Mesut Özil hat lange geschwiegen. Jetzt äußerte sich der Spielmacher des FC Arsenal via Twitter zu seinem Verhältnis zur Nationalmannschaft. Auch über einen möglichen Wechsel in die Türkei hat er sich Gedanken gemacht. 0

Sein Rücktritt hallt bis heute nach. Nach dem blamablen Vorrunden-Aus bei der Weltmeisterschaft hat Mesut Özil in einer dreiteiligen Erklärung seinen Rücktritt aus der Nationalmannschaft erklärt. Er fühlte sich wegen des umstrittenen Fotos mit dem türkischen Präsidenten Recep Tayyip Erdogan zum Sündenbock abgestempelt. Seine Erklärung gipfelte in einer persönlichen Attacke gegen DFB-Chef Reinhard Grindel, dem er Rassismus vorwarf.

Özil, der immer als einer der Lieblingsschüler Joachim Löws gegolten hatte, reagierte nicht auf Anrufe des Nationaltrainers. Es schien als sei der Graben zwischen dem 30-Jährigen und den Verantwortlichen beim Deutschen Fußballbund unüberwindbar. Doch jetzt zeigte sich der Weltmeister von 2014 etwas versöhnlich und äußerte sich erstmals seit seinem Rücktritt zu seinem Verhältnis zur Nationalmannschaft.

„Ich habe seit meiner Kindheit zur DFB-Mannschaft gehalten, und ich habe immer noch viele Freunde in der deutschen Nationalmannschaft. Natürlich halte ich weiter zu dem Team”, schrieb der Spielmacher des FC Arsenal bei Twitter zu einer entsprechenden Frage eines Fans.

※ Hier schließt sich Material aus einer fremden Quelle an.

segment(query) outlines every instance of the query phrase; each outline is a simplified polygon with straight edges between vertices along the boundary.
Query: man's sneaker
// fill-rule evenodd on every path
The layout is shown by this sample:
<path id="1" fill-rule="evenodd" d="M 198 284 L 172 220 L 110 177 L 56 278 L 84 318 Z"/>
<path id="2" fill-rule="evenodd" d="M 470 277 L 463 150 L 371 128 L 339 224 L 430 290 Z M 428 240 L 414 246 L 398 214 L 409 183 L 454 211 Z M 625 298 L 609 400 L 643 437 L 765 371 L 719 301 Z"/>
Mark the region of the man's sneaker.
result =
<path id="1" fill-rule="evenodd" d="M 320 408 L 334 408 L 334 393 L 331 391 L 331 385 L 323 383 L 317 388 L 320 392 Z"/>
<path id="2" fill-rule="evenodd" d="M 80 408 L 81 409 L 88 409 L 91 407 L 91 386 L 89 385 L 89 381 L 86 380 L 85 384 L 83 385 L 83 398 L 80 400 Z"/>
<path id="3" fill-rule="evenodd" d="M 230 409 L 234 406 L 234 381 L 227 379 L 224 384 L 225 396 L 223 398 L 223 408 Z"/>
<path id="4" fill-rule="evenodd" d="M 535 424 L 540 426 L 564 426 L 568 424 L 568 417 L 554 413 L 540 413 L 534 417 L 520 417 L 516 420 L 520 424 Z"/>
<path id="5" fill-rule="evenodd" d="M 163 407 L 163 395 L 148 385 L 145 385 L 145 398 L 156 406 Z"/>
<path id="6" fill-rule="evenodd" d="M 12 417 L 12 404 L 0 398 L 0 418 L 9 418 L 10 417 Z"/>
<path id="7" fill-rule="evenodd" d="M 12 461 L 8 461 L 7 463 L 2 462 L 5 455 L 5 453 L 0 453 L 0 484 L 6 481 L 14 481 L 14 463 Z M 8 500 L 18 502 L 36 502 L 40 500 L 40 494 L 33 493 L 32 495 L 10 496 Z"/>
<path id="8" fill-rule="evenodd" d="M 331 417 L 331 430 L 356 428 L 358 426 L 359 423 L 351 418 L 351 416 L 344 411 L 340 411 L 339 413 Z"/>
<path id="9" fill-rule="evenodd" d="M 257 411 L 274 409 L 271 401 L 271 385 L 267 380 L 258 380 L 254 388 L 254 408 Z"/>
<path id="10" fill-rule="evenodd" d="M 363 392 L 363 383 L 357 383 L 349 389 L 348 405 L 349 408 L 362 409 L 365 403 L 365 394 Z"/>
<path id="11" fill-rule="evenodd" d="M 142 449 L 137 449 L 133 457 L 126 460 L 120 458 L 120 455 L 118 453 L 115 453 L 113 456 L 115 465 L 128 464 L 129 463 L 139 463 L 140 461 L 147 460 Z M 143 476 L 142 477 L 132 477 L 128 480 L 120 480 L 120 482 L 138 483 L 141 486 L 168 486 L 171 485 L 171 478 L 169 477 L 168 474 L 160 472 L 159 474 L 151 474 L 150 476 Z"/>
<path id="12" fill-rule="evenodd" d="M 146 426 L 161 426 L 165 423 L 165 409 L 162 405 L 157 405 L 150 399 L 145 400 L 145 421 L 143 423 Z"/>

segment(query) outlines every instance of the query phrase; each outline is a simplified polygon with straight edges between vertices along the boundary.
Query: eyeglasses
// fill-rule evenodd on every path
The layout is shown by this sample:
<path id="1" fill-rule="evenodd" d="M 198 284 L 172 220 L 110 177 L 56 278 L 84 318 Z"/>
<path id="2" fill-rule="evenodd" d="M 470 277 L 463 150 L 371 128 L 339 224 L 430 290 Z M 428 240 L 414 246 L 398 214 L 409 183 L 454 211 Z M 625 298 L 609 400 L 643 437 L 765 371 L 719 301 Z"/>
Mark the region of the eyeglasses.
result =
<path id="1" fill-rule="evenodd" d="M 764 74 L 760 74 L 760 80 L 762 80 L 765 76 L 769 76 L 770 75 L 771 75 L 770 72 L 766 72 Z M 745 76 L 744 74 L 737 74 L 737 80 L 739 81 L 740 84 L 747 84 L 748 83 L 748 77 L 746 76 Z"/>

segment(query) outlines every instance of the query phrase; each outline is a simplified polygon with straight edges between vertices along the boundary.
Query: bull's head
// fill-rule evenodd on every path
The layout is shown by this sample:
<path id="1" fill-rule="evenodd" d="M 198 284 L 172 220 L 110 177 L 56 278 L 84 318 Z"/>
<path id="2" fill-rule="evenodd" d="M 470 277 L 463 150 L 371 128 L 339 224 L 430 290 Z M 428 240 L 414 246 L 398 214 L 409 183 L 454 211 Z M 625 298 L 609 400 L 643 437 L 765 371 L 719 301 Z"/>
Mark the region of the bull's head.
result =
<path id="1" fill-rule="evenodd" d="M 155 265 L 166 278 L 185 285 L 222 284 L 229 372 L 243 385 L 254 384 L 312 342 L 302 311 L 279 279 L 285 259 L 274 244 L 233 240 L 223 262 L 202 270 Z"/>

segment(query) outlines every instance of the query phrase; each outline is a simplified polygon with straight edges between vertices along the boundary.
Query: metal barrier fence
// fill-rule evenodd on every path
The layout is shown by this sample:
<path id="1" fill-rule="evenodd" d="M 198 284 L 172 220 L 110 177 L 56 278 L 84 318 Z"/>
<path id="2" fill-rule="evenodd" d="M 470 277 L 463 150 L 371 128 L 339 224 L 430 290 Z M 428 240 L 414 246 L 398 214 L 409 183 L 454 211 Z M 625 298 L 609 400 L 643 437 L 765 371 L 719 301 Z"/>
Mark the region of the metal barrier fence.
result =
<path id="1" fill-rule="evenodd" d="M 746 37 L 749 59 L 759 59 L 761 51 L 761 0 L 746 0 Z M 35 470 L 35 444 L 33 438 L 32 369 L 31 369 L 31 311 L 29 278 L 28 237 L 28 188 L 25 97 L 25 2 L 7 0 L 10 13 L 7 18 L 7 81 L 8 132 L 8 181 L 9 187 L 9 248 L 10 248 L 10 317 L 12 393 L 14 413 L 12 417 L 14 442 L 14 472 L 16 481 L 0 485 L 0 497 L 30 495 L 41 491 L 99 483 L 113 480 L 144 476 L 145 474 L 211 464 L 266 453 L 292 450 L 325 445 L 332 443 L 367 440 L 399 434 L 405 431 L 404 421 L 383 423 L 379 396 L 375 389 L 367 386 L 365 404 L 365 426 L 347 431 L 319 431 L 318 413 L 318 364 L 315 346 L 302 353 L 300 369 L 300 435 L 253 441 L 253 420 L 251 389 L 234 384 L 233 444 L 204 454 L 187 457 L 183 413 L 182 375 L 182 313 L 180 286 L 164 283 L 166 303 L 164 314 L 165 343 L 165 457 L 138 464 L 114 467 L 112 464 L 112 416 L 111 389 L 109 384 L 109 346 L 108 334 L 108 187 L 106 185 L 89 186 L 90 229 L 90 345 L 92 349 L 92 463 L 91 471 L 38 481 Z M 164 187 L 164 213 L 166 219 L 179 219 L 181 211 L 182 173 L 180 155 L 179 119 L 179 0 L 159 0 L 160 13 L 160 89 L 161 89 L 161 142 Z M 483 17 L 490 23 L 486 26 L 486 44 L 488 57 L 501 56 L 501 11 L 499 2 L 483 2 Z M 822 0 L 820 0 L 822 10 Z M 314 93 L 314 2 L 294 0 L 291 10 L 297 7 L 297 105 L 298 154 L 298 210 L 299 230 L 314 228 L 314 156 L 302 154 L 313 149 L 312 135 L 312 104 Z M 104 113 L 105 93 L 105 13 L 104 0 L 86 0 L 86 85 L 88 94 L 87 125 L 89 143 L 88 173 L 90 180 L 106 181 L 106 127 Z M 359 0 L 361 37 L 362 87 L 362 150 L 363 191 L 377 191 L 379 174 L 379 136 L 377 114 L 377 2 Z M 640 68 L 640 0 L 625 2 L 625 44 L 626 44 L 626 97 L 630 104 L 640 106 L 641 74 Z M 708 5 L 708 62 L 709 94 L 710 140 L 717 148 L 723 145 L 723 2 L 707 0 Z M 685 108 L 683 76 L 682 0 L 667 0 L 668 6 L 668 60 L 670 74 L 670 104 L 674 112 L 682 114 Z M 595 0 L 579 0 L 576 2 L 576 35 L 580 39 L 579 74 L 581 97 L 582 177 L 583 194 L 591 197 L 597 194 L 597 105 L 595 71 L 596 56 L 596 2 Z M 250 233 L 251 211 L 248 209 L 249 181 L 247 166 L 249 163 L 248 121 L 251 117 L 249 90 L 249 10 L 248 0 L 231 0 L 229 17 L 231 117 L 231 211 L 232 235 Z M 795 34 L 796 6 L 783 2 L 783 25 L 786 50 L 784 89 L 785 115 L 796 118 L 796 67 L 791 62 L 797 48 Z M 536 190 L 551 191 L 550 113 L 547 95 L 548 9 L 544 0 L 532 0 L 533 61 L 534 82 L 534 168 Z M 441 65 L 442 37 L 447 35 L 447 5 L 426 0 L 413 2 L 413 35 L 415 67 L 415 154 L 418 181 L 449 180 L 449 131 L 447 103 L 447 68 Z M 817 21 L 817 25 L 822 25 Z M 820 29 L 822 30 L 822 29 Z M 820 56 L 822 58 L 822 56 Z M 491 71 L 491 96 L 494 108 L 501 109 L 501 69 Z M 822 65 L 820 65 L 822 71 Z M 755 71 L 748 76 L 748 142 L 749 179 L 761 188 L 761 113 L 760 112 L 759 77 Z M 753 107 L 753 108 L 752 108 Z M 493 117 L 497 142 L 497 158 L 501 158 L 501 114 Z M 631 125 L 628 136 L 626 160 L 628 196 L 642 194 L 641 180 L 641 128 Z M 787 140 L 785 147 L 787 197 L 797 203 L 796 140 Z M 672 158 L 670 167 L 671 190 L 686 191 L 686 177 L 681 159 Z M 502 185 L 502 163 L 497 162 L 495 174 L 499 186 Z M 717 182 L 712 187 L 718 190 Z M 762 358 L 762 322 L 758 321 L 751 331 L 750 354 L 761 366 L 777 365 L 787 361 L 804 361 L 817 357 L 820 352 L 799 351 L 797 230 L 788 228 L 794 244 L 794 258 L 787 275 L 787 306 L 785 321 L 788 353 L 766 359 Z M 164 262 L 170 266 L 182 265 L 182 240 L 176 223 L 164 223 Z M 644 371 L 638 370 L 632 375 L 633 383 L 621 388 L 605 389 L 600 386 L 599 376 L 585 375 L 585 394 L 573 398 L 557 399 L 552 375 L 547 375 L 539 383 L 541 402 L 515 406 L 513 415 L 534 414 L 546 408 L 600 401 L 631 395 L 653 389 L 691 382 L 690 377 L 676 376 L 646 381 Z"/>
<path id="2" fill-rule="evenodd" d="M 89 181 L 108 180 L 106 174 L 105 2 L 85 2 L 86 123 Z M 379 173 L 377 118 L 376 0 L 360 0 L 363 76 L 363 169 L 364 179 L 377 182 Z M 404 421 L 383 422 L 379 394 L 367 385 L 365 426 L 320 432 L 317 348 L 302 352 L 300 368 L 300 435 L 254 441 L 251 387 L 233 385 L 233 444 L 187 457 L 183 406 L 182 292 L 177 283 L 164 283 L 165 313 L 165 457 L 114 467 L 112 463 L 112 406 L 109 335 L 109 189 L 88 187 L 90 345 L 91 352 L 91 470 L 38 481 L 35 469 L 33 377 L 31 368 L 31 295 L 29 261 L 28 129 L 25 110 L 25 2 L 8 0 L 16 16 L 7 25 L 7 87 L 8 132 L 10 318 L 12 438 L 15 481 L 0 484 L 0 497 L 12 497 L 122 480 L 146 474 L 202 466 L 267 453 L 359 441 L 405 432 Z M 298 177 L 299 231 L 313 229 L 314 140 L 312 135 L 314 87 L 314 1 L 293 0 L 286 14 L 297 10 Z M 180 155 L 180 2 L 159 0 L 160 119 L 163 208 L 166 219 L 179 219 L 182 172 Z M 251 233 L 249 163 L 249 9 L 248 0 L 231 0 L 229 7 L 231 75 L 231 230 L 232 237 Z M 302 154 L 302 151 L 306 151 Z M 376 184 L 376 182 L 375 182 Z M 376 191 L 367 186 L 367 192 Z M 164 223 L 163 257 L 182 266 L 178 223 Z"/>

Mitte des Monats hatte Özil auf Glückwünsche des Nationalteams zu seinem 30. Geburtstag direkt reagiert und sich über die sozialen Netzwerke bedankt. Zuvor hatte die Auswahl des Deutschen Fußball-Bundes (DFB) dem Weltmeister von 2014 auf den gleichen Wegen gratuliert.

Wechsel in die Türkei nicht ausgeschlossen

Özil ist seit Wochen in bestechender Form. Zuletzt glänzte er bei Arsenals 3:1 gegen Leicester City mit einem Tor und einer Vorlage. Trainer Unai Emery hat ihn zum Kapitän der Londoner gemacht. Viel wichtiger war aber sein ehemaliger Coach Arsene Wenger für seine Karriere. „Er hat mich immer geschützt und unterstützt so gut er konnte. Ich bin sehr dankbar, dass er mein Trainer gewesen ist. Ich würde es lieben, ihn bald wieder als Trainer zu sehen“, schrieb Özil.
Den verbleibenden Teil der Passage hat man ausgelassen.